The FTC filed a contempt of court action against Trudeau and the companies that market his book alleging that Trudeau is in contempt of a 2004 court order by "deceptively claiming in his infomercials that the book being advertised establishes a weight-loss protocol that is 'easy' to follow". The action was filed in the U.S. District Court for the Northern District of Illinois on September 17, 2007. According to a FTC Press Release, Trudeau claims that the weight loss plan outlined in the book is easy, can be done at home, and allows readers to eat anything they want. When consumers buy the book, they find that it describes a complex plan that requires intense dieting, daily injections of a prescribed drug that is not easily obtainable, and lifelong dietary restrictions.

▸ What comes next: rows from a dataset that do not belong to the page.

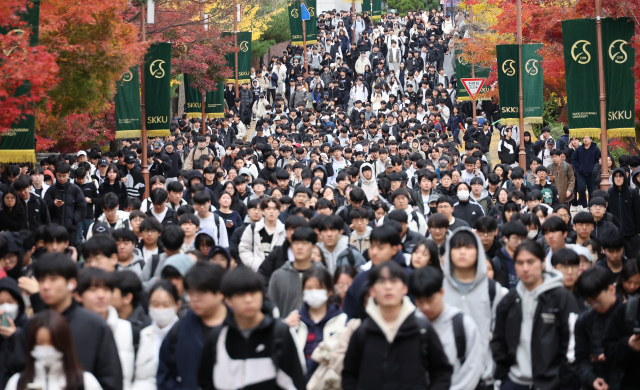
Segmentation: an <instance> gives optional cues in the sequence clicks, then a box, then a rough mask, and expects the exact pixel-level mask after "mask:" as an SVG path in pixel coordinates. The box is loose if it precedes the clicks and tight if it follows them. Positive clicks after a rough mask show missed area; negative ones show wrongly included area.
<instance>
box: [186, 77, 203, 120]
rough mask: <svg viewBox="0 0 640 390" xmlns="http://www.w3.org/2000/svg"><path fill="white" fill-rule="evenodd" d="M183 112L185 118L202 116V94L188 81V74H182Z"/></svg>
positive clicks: (195, 117) (201, 116)
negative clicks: (185, 116) (182, 86)
mask: <svg viewBox="0 0 640 390" xmlns="http://www.w3.org/2000/svg"><path fill="white" fill-rule="evenodd" d="M184 100H185V103H184V106H185V107H184V113H185V114H187V118H202V94H201V93H200V91H198V90H197V89H195V88H194V87H193V86H192V85H191V83H190V81H189V75H188V74H186V73H185V74H184Z"/></svg>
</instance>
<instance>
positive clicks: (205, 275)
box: [184, 261, 244, 294]
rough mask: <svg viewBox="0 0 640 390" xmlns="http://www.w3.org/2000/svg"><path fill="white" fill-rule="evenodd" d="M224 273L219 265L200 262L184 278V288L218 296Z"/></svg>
mask: <svg viewBox="0 0 640 390" xmlns="http://www.w3.org/2000/svg"><path fill="white" fill-rule="evenodd" d="M243 268H244V267H243ZM224 272H225V271H224V268H222V267H221V266H219V265H218V264H213V263H209V262H205V261H199V262H197V263H196V264H194V265H193V267H191V269H190V270H189V271H188V272H187V274H186V275H185V276H184V288H185V290H186V291H190V290H195V291H200V292H212V293H214V294H216V293H218V292H219V291H220V288H221V283H222V278H223V276H224Z"/></svg>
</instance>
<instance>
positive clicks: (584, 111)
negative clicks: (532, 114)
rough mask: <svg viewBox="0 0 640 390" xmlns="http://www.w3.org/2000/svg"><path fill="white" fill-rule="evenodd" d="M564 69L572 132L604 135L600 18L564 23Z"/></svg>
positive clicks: (596, 135) (563, 25)
mask: <svg viewBox="0 0 640 390" xmlns="http://www.w3.org/2000/svg"><path fill="white" fill-rule="evenodd" d="M562 44H563V46H564V69H565V73H566V80H567V107H568V109H569V134H570V136H572V137H583V136H585V135H589V136H591V137H592V138H595V139H599V138H600V103H599V99H598V54H597V43H596V21H595V20H594V19H575V20H565V21H563V22H562Z"/></svg>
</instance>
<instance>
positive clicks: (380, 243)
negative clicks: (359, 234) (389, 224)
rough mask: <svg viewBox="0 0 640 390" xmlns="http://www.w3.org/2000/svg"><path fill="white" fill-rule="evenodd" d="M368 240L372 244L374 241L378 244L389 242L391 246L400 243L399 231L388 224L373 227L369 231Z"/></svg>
mask: <svg viewBox="0 0 640 390" xmlns="http://www.w3.org/2000/svg"><path fill="white" fill-rule="evenodd" d="M369 240H370V242H371V243H372V244H373V243H374V242H376V243H379V244H389V245H391V246H398V245H400V244H402V239H401V237H400V232H399V231H398V230H397V229H396V228H394V227H393V226H389V225H388V224H383V225H382V226H376V227H374V228H373V230H372V231H371V236H370V238H369Z"/></svg>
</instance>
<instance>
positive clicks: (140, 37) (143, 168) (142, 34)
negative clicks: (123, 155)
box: [136, 4, 149, 199]
mask: <svg viewBox="0 0 640 390" xmlns="http://www.w3.org/2000/svg"><path fill="white" fill-rule="evenodd" d="M140 40H141V41H142V42H144V41H146V40H147V30H146V22H145V5H144V4H142V5H141V6H140ZM144 67H145V62H144V57H143V59H142V78H141V80H140V126H141V129H140V130H141V131H140V138H141V140H140V141H141V144H142V161H141V162H142V166H141V168H142V172H141V173H142V177H143V178H144V198H145V199H147V198H148V197H149V167H148V166H147V109H146V108H145V96H144V87H145V82H144V78H145V77H144V75H145V69H144ZM136 77H139V76H136Z"/></svg>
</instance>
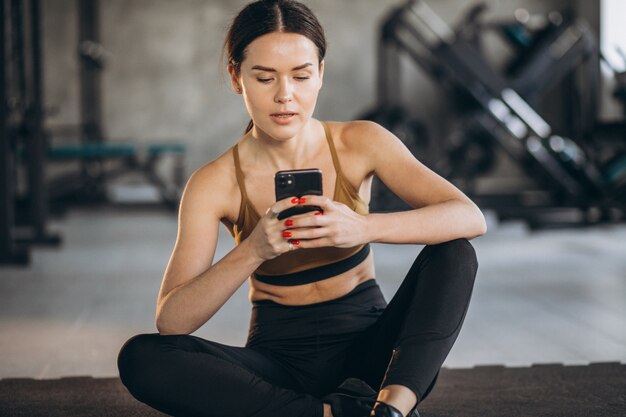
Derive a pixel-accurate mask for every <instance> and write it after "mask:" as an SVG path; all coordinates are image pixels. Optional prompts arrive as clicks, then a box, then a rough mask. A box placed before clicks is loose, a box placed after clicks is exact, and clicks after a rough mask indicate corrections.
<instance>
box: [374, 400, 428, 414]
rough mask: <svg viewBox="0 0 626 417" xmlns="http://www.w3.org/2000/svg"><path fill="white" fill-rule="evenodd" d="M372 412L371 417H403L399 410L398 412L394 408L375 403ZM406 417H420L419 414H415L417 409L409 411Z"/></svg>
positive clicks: (414, 409)
mask: <svg viewBox="0 0 626 417" xmlns="http://www.w3.org/2000/svg"><path fill="white" fill-rule="evenodd" d="M372 411H373V412H374V414H372V416H376V417H403V416H402V413H401V412H400V410H398V409H397V408H396V407H394V406H392V405H389V404H385V403H381V402H376V404H375V405H374V408H373V409H372ZM407 417H420V415H419V413H418V412H417V408H414V409H413V410H411V411H410V412H409V414H408V415H407Z"/></svg>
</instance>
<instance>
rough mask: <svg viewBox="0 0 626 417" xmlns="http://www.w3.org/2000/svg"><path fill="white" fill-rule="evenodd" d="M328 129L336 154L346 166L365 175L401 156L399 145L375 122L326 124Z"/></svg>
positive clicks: (400, 147) (359, 121) (342, 122)
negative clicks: (340, 155)
mask: <svg viewBox="0 0 626 417" xmlns="http://www.w3.org/2000/svg"><path fill="white" fill-rule="evenodd" d="M328 127H329V129H330V130H331V134H332V136H333V139H334V142H335V145H336V147H337V152H338V153H340V154H342V155H341V156H342V158H343V159H344V160H347V161H348V162H349V163H351V164H358V165H357V166H360V167H362V169H363V170H365V172H366V173H372V172H374V171H375V170H376V168H377V166H380V164H381V163H382V162H383V161H389V160H393V155H394V154H397V152H401V153H402V152H403V150H402V149H401V148H403V147H404V146H403V145H402V142H401V141H400V140H399V139H398V138H397V137H396V136H395V135H394V134H393V133H391V132H389V131H388V130H387V129H385V128H384V127H383V126H381V125H379V124H378V123H376V122H372V121H369V120H354V121H349V122H328ZM407 152H408V151H407ZM385 163H386V162H385Z"/></svg>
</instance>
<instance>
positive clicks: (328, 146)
mask: <svg viewBox="0 0 626 417" xmlns="http://www.w3.org/2000/svg"><path fill="white" fill-rule="evenodd" d="M322 126H324V133H325V134H326V140H327V141H328V147H329V148H330V154H331V155H332V157H333V165H335V173H336V174H337V177H343V171H342V170H341V164H340V163H339V157H338V156H337V150H336V149H335V143H334V142H333V137H332V136H331V135H330V129H329V128H328V124H327V123H326V122H322Z"/></svg>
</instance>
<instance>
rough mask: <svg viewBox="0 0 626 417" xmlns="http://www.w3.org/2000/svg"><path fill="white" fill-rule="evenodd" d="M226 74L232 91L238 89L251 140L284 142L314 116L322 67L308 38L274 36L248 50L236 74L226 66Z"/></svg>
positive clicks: (272, 33)
mask: <svg viewBox="0 0 626 417" xmlns="http://www.w3.org/2000/svg"><path fill="white" fill-rule="evenodd" d="M229 72H230V73H231V80H232V82H233V87H234V88H235V89H237V88H239V87H240V88H241V92H242V94H243V99H244V101H245V103H246V107H247V109H248V113H250V116H251V117H252V120H253V121H254V129H255V130H254V131H253V133H254V134H255V136H257V137H258V136H260V135H267V136H269V137H271V138H274V139H277V140H286V139H290V138H292V137H294V136H296V135H298V133H299V132H300V131H301V130H302V128H303V127H304V126H305V125H306V124H307V123H308V121H309V119H310V118H311V116H312V115H313V111H314V110H315V103H316V102H317V95H318V93H319V90H320V87H321V86H322V77H323V73H324V66H323V63H322V64H320V63H319V58H318V50H317V47H316V46H315V44H314V43H313V42H312V41H311V40H310V39H309V38H307V37H306V36H303V35H299V34H295V33H282V32H273V33H269V34H266V35H263V36H260V37H258V38H257V39H255V40H254V41H252V42H251V43H250V44H249V45H248V47H247V49H246V58H245V59H244V60H243V62H242V63H241V71H240V74H238V75H237V74H235V73H234V71H233V69H232V68H231V67H229Z"/></svg>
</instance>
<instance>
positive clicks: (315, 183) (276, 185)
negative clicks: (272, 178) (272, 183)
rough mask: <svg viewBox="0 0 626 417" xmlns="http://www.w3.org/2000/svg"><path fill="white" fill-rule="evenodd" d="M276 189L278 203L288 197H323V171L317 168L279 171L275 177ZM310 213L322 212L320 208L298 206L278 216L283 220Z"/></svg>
mask: <svg viewBox="0 0 626 417" xmlns="http://www.w3.org/2000/svg"><path fill="white" fill-rule="evenodd" d="M274 189H275V191H276V201H278V200H282V199H284V198H287V197H302V196H304V195H322V171H320V170H319V169H317V168H309V169H292V170H286V171H278V172H277V173H276V174H275V175H274ZM309 211H322V209H321V208H320V207H318V206H296V207H290V208H288V209H287V210H283V211H281V212H280V214H279V215H278V219H279V220H282V219H284V218H286V217H290V216H293V215H296V214H302V213H308V212H309Z"/></svg>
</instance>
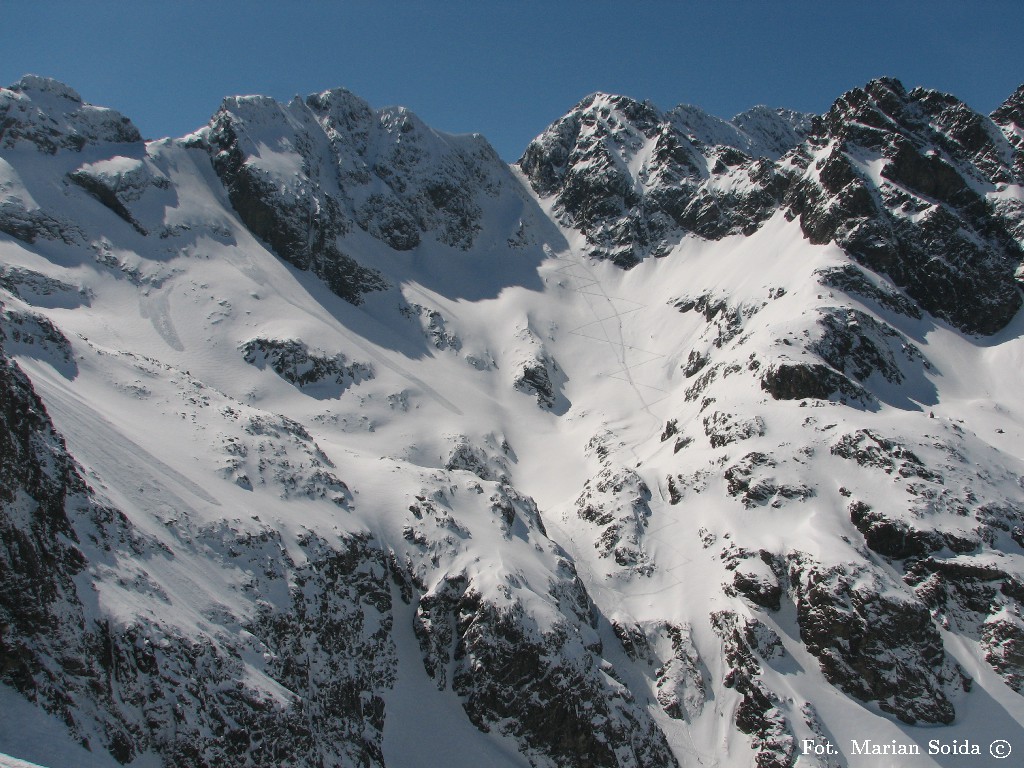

On November 16, 2007, Trudeau was found in contempt of the 2004 court order for making "patently false" claims in his weight loss book. U.S. District Court Judge Robert W. Gettleman ruled that Trudeau “clearly misrepresents in his advertisements the difficulty of the diet described in his book, and by doing so, he has misled thousands of consumers.” A penalty will be determined at a later hearing. In October 2008, Trudeau was fined more than $5 million and banned from infomercials for three years for continuing to make fraudulent claims pertaining to the book.

Complaints about Trudeau's weight loss system and business practices can be found at the Consumer Affairs website. In summary, the complaints tend to refer to a problem of unsubscribing from the website and its monthly fees as well as the inability to follow the protocol, detailed by Trudeau, in the United States due to product availability and legal reasons.

==Book diet plan==

The book's protocols are similar to those developed by British endocrinologist Albert T. W. Simeons in the 1950s. The book describes a multi-month, 3-phase plan that involves changing to all organic foods, with repeated colonic cleansing and liver detoxification, followed by a 2nd-phase period of daily use of human chorionic gonadotropin (hCG), typically injections, under the direction of a healthcare provider or doctor. The use of hCG in men has been found to increase testosterone, which is linked to muscle growth; however, in women, hCG does not produce any consistent or biologically significant increase in testosterone. For men, hCG can have some potential side-effects, including gynecomastia, water retention, increase in sex drive, mood alterations, headaches, and high blood pressure.

In Phase 3, use of hCG stops, but food continues to be 100% organic. Other recommended activities include walking an hour a day or more, eating organic grapefruit, and doing breathing exercises. Scheduled doctor visits, buying organic foods and hCG can be very expensive for the average consumer, but wealthy people have paid to follow the plan, and the plan might work for people who can afford it. According to an analysis by Carrie Poppy of Skeptical Inquirer, the weight loss plan would cost the user up to $18,000 if followed to the letter.

As early as 1962, the Journal of the American Medical Association warned against the Simeons Diet. The FTC ordered clinics and promoters of the Simeons Diet and hCG to cease making false claims about the effectiveness of hCG and its approval status by the FDA for weight loss. Clinical research trials published by the Journal of the American Medical Association and the American Journal of Clinical Nutrition have shown that hCG is ineffective as a weight-loss aid.